This movie is one of the most bare and methodical I've seen. Every detail is narrated and the slow process of, for example, moving planks of wood from his door is detailed minutely, a work that took one month and had to be covered up every day. More than a film, this might be a documentation of the true story of a prisoner, or at least that is how it felt. Every single noise has a meaning - footsteps in the hallway, rocks under feet, Morse code against the wall, spoon scraping against the soil etc. The intro is in fact a note from the director saying he tells the story without ornament and that is exactly what it is.

This movie felt real. Is it a good thing to aim for such realism? In this case, definitely. I don't know if it would be the case for any story but this was perfect. The viewer is stuck with Fontaine in the cell and they both want to escape. I wouldn't call it a perfect movie, but it's a perfect telling of a true story. I really enjoyed some details--for example, I think it was an awesome note of suspense when Fontaine gives the priest a note of everything he did in order to escape in case he doesn't make it. The viewer is then taken back, realizing that maybe he died while escaping or he got caught and we only know the story because of that note he gave the priest.
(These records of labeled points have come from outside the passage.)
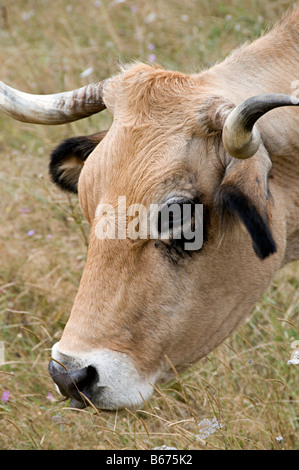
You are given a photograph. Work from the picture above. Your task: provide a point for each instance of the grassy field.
(246, 383)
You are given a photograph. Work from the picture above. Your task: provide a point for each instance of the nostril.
(83, 384)
(71, 383)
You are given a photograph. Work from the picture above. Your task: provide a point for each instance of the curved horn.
(240, 136)
(52, 109)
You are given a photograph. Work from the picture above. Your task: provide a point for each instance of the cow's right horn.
(240, 136)
(57, 108)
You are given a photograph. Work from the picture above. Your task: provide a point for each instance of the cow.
(226, 138)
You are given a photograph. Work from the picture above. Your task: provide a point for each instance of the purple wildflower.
(5, 396)
(30, 233)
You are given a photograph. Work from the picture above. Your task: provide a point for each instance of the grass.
(245, 383)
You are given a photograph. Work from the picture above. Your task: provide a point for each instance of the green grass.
(245, 383)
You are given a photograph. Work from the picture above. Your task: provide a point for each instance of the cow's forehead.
(142, 92)
(155, 139)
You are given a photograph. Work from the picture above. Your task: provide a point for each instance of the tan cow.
(143, 303)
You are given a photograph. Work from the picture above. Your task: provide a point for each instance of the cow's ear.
(67, 160)
(244, 194)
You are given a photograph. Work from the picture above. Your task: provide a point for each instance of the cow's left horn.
(57, 108)
(240, 136)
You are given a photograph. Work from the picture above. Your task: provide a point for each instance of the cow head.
(146, 305)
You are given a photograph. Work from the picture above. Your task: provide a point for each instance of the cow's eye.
(175, 218)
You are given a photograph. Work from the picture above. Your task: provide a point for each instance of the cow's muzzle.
(75, 384)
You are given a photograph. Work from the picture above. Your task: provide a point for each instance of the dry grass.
(245, 383)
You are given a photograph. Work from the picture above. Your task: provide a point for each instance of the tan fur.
(165, 140)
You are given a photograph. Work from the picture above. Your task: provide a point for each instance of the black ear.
(67, 160)
(232, 202)
(244, 194)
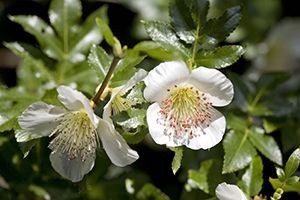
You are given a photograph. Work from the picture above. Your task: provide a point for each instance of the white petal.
(74, 169)
(156, 130)
(115, 146)
(214, 83)
(39, 120)
(212, 134)
(75, 101)
(226, 191)
(163, 77)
It takes away the certainty we had that since we were being shown a true story, then the main character must have lived to tell the tale.
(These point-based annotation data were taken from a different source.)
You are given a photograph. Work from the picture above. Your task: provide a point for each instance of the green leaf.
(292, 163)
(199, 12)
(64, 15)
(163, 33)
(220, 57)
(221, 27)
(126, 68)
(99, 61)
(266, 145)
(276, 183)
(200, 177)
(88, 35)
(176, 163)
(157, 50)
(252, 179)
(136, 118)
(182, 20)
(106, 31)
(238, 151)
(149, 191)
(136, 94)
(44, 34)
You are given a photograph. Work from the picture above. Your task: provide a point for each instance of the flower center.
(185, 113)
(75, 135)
The movie will appear a little slow to anyone used to the contemporary standards. I guess this shows a thriller doesn't have to create anything more than a threatening environment. The dialogues aren't really important either as the narration tells us pretty much everything there is to know that the action doesn't reveal already. In any event, dialogues had to be short as the prisoners were constantly reminded that they couldn't talk to each other.

I liked: Creative and crafty, I wouldn't be surprised if the real instruments used in reality were recreated. Importance of sounds.

I disliked: Slow paced. Hard to distinguish the work of the film maker or the author.

80/100
A true thriller without any fast paced action. Skillful.